The idea of enforcing a gender quota on an exhibition came under fire when Al Qassemi first announced it on his social media accounts in July. “Art should be chosen based on the feeling it gives you / messages included / how it fits into the theme of the exhibition,” said one Facebook user while another added that the plan would “sacrifice a hierarchy of competence for the sake of ‘equality’”.
But others have supported Al Qassemi’s vision: “I am happy to agree that gender ‘should be’ irrelevant. But precisely it is not; not yet, in 2019, indeed,” said Omar Berrada, a New York-based writer and curator who is the director of the Marrakech artists’ residency programme Dar al-Ma’mun. “To the extent that the rules of this game have been and still are set by men, abstract notions of ‘meritology’ or ‘quality’ are meaningless. I’d say the point here is not to show ‘the best’ according to whatever the established canons of taste dictate, but perhaps to allow your intervention to propose possible shifts in our skewed perception of the history of Modern Arab art.”

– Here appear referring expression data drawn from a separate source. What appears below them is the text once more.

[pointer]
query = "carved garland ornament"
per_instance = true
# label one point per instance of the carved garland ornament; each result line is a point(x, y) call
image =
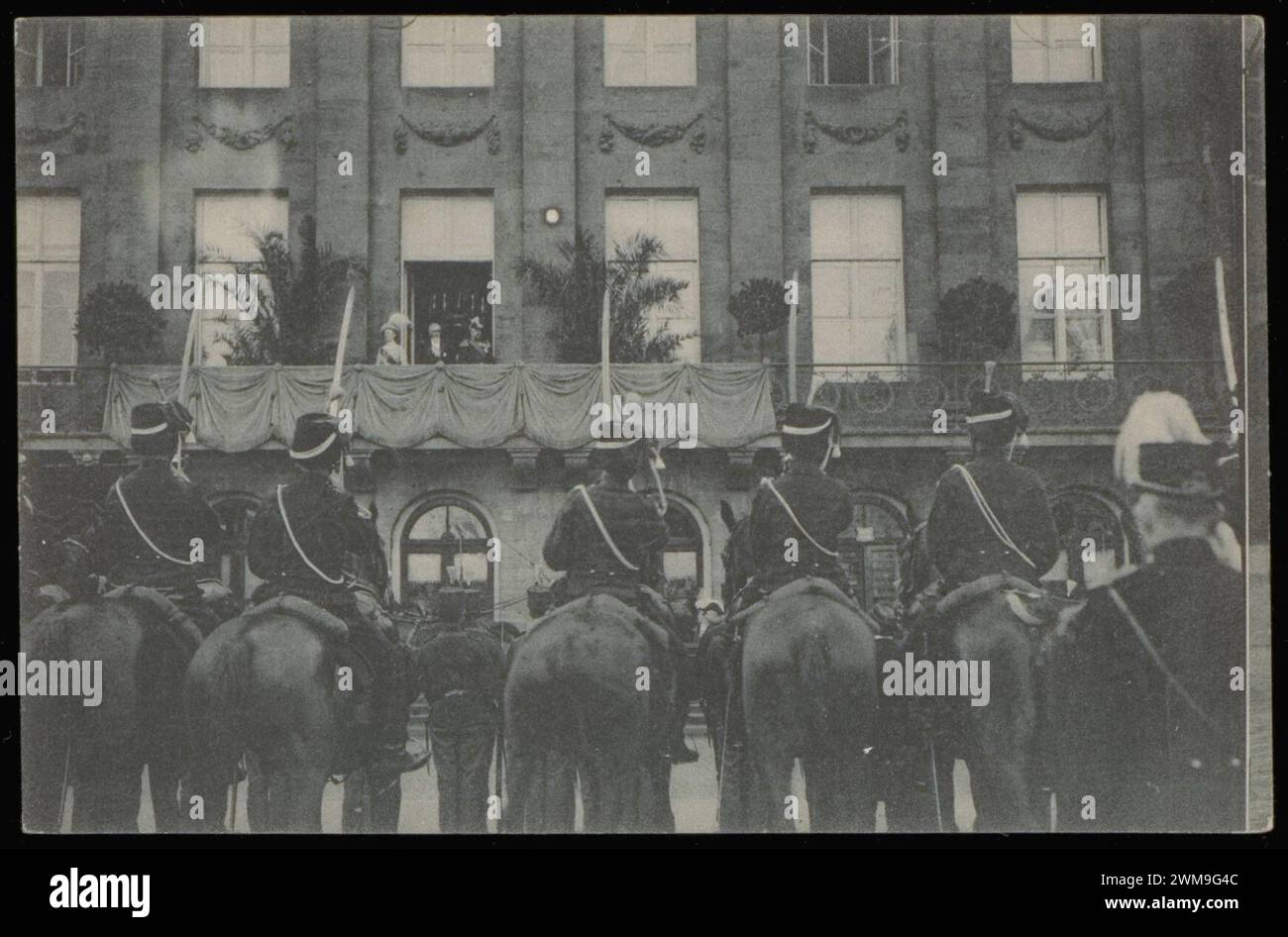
point(446, 136)
point(282, 130)
point(652, 136)
point(1073, 130)
point(854, 136)
point(40, 137)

Al Qassemi says he believes in affirmative action: “The world has been so grossly unfair to women, and I believe in the quota system to make sure women are in classrooms, on boards of organisations—and in museums.”
• The Barjeel Art Foundation’s travelling exhibition Taking Shape: Abstraction from the Arab World, 1950s-1980s will take place over two years starting in January: Grey Art Gallery at New York University (14 January 2020-4 April 2020); Mary and Leigh Block Museum of Art at Northwestern University (28 April 2020–26 July 2020); Johnson Museum at Cornell University (22 August 2020–13 December 2020); McMullen Museum of Art at Boston College (25 January 2021–6 June 2021); and University of Michigan Museum of Art (25 June 2021–19 September 2021).